‘All the feels’: What 40 days without music taught me about the emoticoaster


So 40 days without music might be a slight exaggeration. What it really was is 40 days without music…in the car. As I mentioned when it started, in Christian tradition we have a period of 40 days before Easter when we often make some sort of sacrifice and/or add in some sort of spiritual practice in preparation for the celebration. This time is called Lent and it isn’t the most fun but I’ve always found it to be helpful and a good learning experience.

Listening to music in the car isn’t a bad thing by any means. In fact, singing along to the radio has been one of those daily joys that enlivens my routine and lifts my spirits without fail.

Why give it up then?

Lent is meant to be a more somber time – hopeful, yes – but a little toned down. To me, giving up music in the car (I drive a fair amount) would give me the opportunity to be a little more contemplative and present to this time period while also maintaining some of the seriousness (singing along to Dierks Bentley’s ‘Drunk on a Plane’ doesn’t help maintain a somber attitude).

It was hard. I love music and this was the first time since I was 13 or so (whenever front seat privileges started) that I couldn’t reach out to turn on the radio while in the car.

However even though it didn’t get easier, I did learn from the absence of music day in and day out.

My main takeaway was this: the ‘feels’ aren’t everything.

I noticed that a large part of my frustration with not being able to listen to music was that I was left alone with my often anxious and uneasy thoughts and/or unpleasant emotions. For the longest time I had been able to avoid that by turning on 103.5 WEZL (‘the weasel’…yeah) and listen to the upbeat tunes that helped me not think and feel good. Now I didn’t have the option and it was upsetting to say the least.

Music affects the way we feel.
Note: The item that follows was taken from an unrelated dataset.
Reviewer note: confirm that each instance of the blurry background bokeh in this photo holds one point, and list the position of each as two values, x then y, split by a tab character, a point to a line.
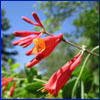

The same thing can be said about a movie, tv show, or even the book you’re currently reading. Media feeds our emotions and people who create it are aware of that. We have increasingly become a culture that is focused on how we feel.

We don’t want to think about the objective reality behind something, but rather how it makes us feel. We judge things as good or bad based on how it makes us feel. We rely on our feelings and emotions to guide us.

In a way, this is helpful. Emotions are meant to be a sort of guide, a compass. We know it’s not okay when someone is mean to us because we feel upset…our sense of justice has been violated and our emotions reflect that.

Being hurt by someone feels bad, therefore we are less likely to put ourselves in a similar situation again. We learn and grow from our feelings.

The problem with emotions is their fleeting nature…I’ve heard it referred to as the ‘emoticoaster.’

One minute you’re cheerful and excited about the day ahead of you, the next you’re livid someone cut you off in traffic on the way to work. Should you act on that emotion? Will it help to yell at the car in front of you or cut someone else off later on?

Not likely.

Like everything, moderation is important when it comes to being guided by our emotions. Not only do they change frequently and easily, they also can be marred by past experiences and hurts. Someone who has been hurt in a serious way before is likely to continue to be affected by that over the course of time. We often develop filters that cause us to interpret things in a way that isn’t in accordance with reality, causing our feelings to also be faulty and potentially lead us astray.

Sitting in the car with nothing but my own thoughts for company, I learned that it’s okay if I don’t feel excited or cheerful or even loving all the time. That doesn’t mean that I will act on those feelings. We aren’t our thoughts and we are not our emotions.

While emotions can be helpful in certain contexts, remember that there is more to us than what we feel. We have our reason, we have experience and we have the reality of right and wrong.

‘All the feels’ can be nice, but to maintain that over the course of time is unrealistic. Acting solely based on how we want to feel isn’t helpful because there is more to us and more to life than how we feel. I love listening to music in the car, and I’m certainly glad I can do so again now that Lent is over. I’m also aware that it shouldn’t be a ‘fix’ to emotions that don’t feel good. Those will typically come and go on their own…and that’s okay.

To live fully means to embrace all of life. Our emotions (including the bad ones) are part of that…but not the whole picture. It’s kind of nice knowing that a bad mood or passing fear doesn’t define you.